How is this possible?
Again, it goes back to offering something really unique (and relevant) to customers. When you astound customers with how unique your offerings are, they do your marketing for you.
When I was a kid, we would routinely have relatives come visit us from overseas. Invariably, we would take our relatives to visit Disneyland and then we’d take them to Price Club. When we told them of our plans, they thought it was bizarre. “You want to take us to some big industrial warehouse to go shopping? Huh, how does that work?”
We were so enthusiastic about Price Club, we just had to show them what it was all about. And perhaps that sounds a bit crazy, but even more crazy was that my overseas relatives loved it. They would step into Price Club and see it was just enormous. They had never seen anything like it. Then they looked at how everything was packaged. Instead of buying 1 pound of sugar at a time like they were used to, we would buy 25 pounds of sugar for the same price they paid to buy 3 pounds. It blew their minds away that such a thing was possible.
But a funny thing happened; when my relatives flew home, they told my other overseas relatives about their trip. So when my other relatives came on trips, they too wanted to go see this Price Club thing. It was as big a deal as Disneyland because it was really unique. In addition to spreading the Price Club story to our relatives, I spread the word to neighbors, friends from school, and casual acquaintances. My parents’ employees saw the 30-pound bags of coffee beans and the 200 rolls of toilet paper and quickly figured out where it came from and ultimately became Price Club customers too.

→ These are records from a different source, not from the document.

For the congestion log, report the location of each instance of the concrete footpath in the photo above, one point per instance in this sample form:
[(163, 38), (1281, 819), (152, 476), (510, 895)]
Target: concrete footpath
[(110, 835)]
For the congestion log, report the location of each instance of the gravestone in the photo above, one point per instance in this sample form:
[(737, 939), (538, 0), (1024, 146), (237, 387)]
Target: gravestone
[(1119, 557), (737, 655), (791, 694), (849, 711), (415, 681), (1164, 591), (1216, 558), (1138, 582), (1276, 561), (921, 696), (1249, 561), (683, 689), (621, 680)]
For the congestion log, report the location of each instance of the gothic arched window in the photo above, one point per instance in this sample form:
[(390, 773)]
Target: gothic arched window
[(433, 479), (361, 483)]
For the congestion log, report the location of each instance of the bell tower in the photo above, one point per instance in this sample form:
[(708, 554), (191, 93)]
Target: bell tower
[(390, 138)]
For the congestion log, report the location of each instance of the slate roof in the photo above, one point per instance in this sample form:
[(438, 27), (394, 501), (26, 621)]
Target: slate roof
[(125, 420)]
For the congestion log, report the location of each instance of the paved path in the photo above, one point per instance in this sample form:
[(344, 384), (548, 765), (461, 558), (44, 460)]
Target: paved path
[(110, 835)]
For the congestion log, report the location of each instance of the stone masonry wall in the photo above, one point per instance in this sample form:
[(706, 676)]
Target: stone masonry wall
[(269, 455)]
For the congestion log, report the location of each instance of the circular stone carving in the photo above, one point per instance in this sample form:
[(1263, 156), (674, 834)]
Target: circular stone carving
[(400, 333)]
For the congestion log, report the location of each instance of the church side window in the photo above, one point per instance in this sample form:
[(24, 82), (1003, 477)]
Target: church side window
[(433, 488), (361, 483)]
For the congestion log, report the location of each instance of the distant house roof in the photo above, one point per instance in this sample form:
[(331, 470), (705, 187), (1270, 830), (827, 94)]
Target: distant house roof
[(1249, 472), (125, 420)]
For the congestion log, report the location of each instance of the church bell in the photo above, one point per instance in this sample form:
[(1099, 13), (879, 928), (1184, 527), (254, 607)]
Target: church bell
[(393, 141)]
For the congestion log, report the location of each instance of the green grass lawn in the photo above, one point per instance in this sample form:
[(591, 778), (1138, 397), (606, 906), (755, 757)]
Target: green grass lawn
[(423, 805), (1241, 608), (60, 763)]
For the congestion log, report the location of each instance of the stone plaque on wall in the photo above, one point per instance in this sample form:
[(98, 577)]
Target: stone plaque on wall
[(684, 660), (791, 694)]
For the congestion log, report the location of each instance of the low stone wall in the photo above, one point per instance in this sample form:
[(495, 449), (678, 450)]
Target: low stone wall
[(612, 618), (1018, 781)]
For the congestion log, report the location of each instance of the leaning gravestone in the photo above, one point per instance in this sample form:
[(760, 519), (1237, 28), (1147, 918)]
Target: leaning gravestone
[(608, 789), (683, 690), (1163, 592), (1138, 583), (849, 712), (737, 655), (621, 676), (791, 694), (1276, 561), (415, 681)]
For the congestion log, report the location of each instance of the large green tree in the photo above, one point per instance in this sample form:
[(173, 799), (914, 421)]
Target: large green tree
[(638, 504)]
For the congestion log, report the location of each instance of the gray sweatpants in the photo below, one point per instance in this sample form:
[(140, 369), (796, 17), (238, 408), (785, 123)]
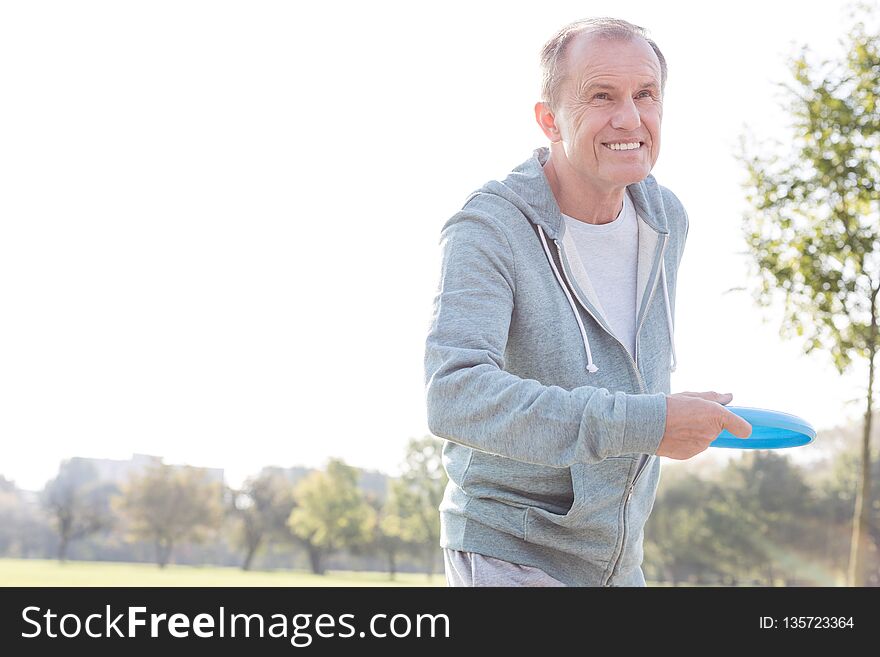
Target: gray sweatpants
[(472, 569)]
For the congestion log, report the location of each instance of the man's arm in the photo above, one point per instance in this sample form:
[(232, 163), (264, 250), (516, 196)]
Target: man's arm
[(472, 401)]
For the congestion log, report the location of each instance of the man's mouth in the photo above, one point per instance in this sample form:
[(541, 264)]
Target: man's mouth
[(624, 145)]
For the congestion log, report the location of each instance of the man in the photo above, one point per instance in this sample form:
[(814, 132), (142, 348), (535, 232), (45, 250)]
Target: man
[(548, 360)]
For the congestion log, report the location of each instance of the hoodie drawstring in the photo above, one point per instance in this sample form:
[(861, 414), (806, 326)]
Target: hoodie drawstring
[(591, 367), (668, 313)]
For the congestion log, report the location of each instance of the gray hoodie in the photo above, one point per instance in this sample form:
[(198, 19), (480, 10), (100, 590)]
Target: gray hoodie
[(551, 425)]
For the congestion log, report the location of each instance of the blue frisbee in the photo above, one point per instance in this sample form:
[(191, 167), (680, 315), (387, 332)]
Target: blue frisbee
[(770, 430)]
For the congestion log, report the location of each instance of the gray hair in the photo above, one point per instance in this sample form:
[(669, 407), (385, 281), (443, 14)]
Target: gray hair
[(554, 52)]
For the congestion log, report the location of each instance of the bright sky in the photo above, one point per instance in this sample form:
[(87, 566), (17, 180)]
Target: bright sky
[(219, 221)]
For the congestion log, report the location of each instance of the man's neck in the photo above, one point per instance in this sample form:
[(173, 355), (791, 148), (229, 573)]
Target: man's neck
[(580, 201)]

When you offer something radically different to your customers (and assuming it’s incredibly relevant to their needs in a recession), they can’t help but tell their friends about it.
I’ve been talking about Price Club for nearly 30 years to anyone who will listen. I’m even writing about it in this book! Needless to say, if it wasn’t unique, none of that would ever have happened.
Now let me translate what all this means in financial terms. When you offer something unique to your market, the “cost of sales and marketing” portion of your profit and loss statement drops like a rock. This improves your profit margin percentages (the profit made per every $100 in sales), which is especially nice in a recession. Next, because your customers are talking about your business to their friends and acquaintances, they are driving new customer acquisition and top line sales. So it’s like getting a bigger slice of the pie as profit and getting more pies at the same time. It’s a double benefit.
From an accountant or chief financial officer’s perspective, this is the best of both worlds – increasing unit sales and profit margins during a recession. Again, being unique – while still being relevant – is what makes the difference.
In a subsequent chapter I’ll walk you through a systematic process for figuring out how to be unique in your marketplace. For now, just recognize the importance this plays in recession-proofing your business.